In October 1974, Muhammad Ali attempted to regain the world heavyweight boxing championship title that was stripped from him when he refused the Vietnam draft seven years earlier. He faced the brutal, undefeated George Foreman in Zaire, Africa, the fight he had dubbed “The Rumble in The Jungle.” Only weeks before, on August 11–12, photographer Peter Angelo Simon was invited to experience the private world of one of the most famous people on the planet as he prepared mentally and physically for the biggest challenge of his life.
This two-day photo-essay includes many previously unpublished photographs and captures Ali the man, unguarded, away from the glare of the media spotlight at his Pennsylvania sanctuary. It includes a foreword by D.A. Pennebaker, the foremost chronicler of American counterculture in the 1960s, and an introduction by Peter Angelo Simon, who writes: “I shot 33 rolls in the two days. Ali said nobody had ever taken so many pictures of him. I believe these photographs reveal aspects of Ali’s fascinating character not previously seen.” Few photographers got as close to the boxer behind the legend. This extraordinary book reveals the preparation for a seminal moment in cultural and political history.

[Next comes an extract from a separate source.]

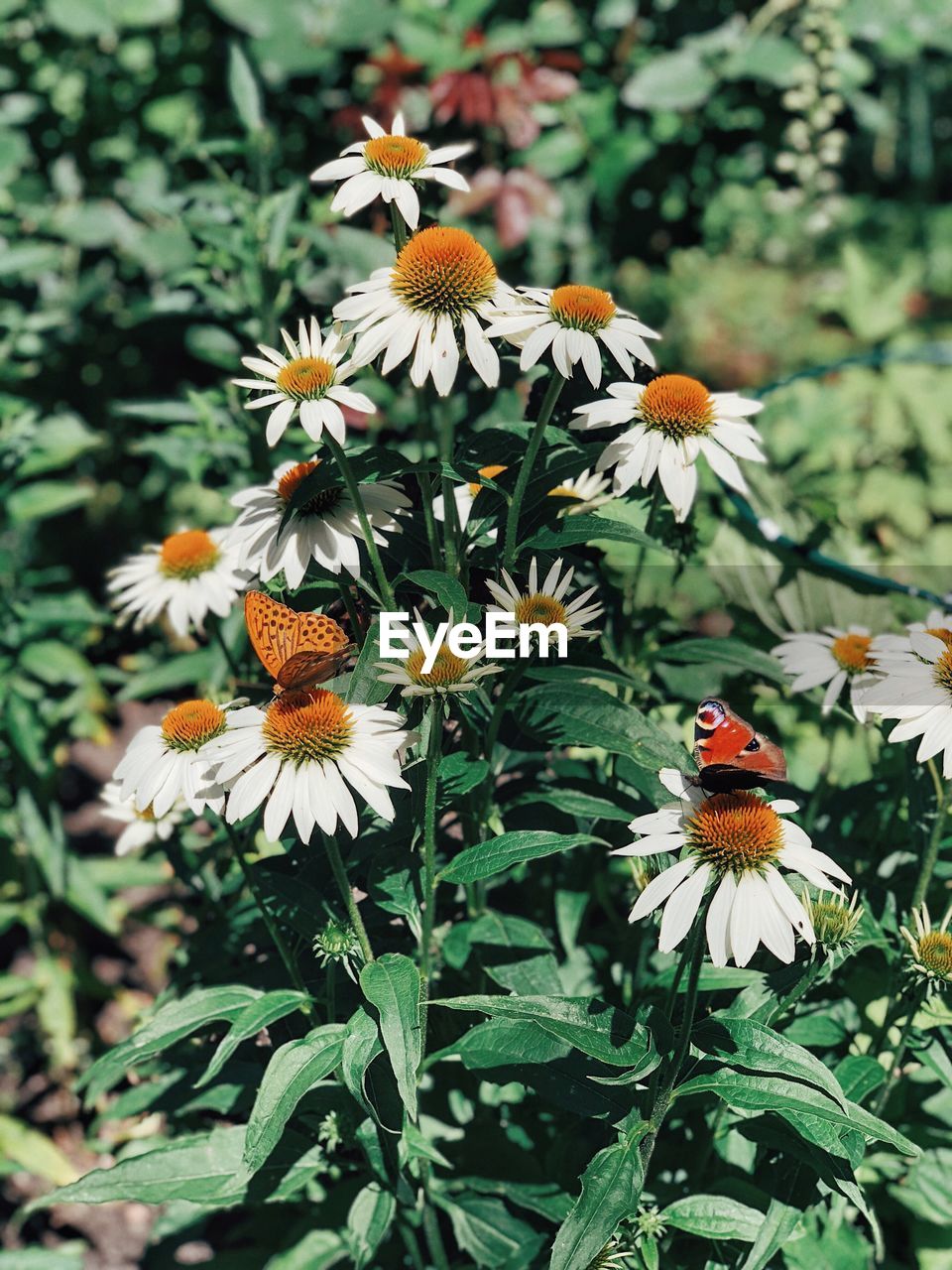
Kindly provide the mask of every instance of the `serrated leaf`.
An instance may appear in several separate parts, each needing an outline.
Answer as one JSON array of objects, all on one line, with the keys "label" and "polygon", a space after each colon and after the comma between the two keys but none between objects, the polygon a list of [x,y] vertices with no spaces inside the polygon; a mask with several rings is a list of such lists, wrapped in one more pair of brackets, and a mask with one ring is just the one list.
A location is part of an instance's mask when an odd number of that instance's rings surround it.
[{"label": "serrated leaf", "polygon": [[675,1091],[675,1097],[687,1093],[716,1093],[732,1107],[745,1111],[793,1111],[801,1115],[817,1116],[844,1129],[858,1129],[867,1138],[887,1142],[901,1151],[904,1156],[918,1156],[919,1148],[904,1134],[885,1120],[880,1120],[856,1102],[847,1102],[847,1110],[840,1107],[819,1090],[806,1085],[795,1085],[773,1076],[750,1076],[740,1072],[711,1072],[696,1076]]},{"label": "serrated leaf", "polygon": [[449,1010],[479,1010],[498,1019],[526,1019],[583,1054],[613,1067],[656,1066],[651,1034],[631,1015],[586,997],[443,997]]},{"label": "serrated leaf", "polygon": [[298,1010],[311,998],[303,992],[293,992],[291,988],[281,988],[277,992],[267,992],[258,1001],[251,1001],[235,1019],[228,1033],[218,1044],[208,1067],[195,1081],[195,1088],[201,1088],[221,1072],[242,1040],[256,1036],[263,1027],[269,1027],[278,1019],[283,1019],[293,1010]]},{"label": "serrated leaf", "polygon": [[258,988],[244,983],[197,988],[182,999],[166,1001],[152,1017],[127,1040],[114,1045],[98,1058],[76,1082],[77,1088],[86,1088],[86,1105],[95,1102],[105,1093],[124,1072],[145,1063],[164,1049],[211,1022],[226,1020],[232,1022],[245,1007],[260,997]]},{"label": "serrated leaf", "polygon": [[291,1040],[272,1054],[245,1135],[244,1161],[259,1170],[281,1138],[294,1107],[308,1090],[340,1062],[343,1024],[324,1024],[301,1040]]},{"label": "serrated leaf", "polygon": [[402,952],[385,952],[360,970],[364,997],[380,1015],[380,1030],[400,1097],[416,1119],[416,1071],[420,1066],[420,972]]},{"label": "serrated leaf", "polygon": [[556,851],[570,851],[572,847],[600,841],[589,833],[548,833],[541,829],[500,833],[489,842],[466,847],[440,870],[439,876],[443,881],[477,881],[527,860],[539,860],[542,856],[555,855]]},{"label": "serrated leaf", "polygon": [[644,1184],[638,1146],[646,1130],[647,1124],[640,1124],[589,1161],[581,1175],[581,1195],[559,1228],[548,1270],[588,1266],[621,1219],[635,1212]]},{"label": "serrated leaf", "polygon": [[764,1214],[727,1195],[687,1195],[661,1210],[666,1226],[704,1240],[741,1240],[753,1243]]}]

Peter Angelo Simon has explored many forms of photographic expression in his wide-ranging career. His work has been featured in books, advertising campaigns, corporate communication, and magazines worldwide, including the New York Times Magazine. His photographs have been exhibited in museums and galleries internationally, including the Smithsonian.
D. A. Pennebaker is an American documentary filmmaker and foremost chronicler of American counterculture in the sixties.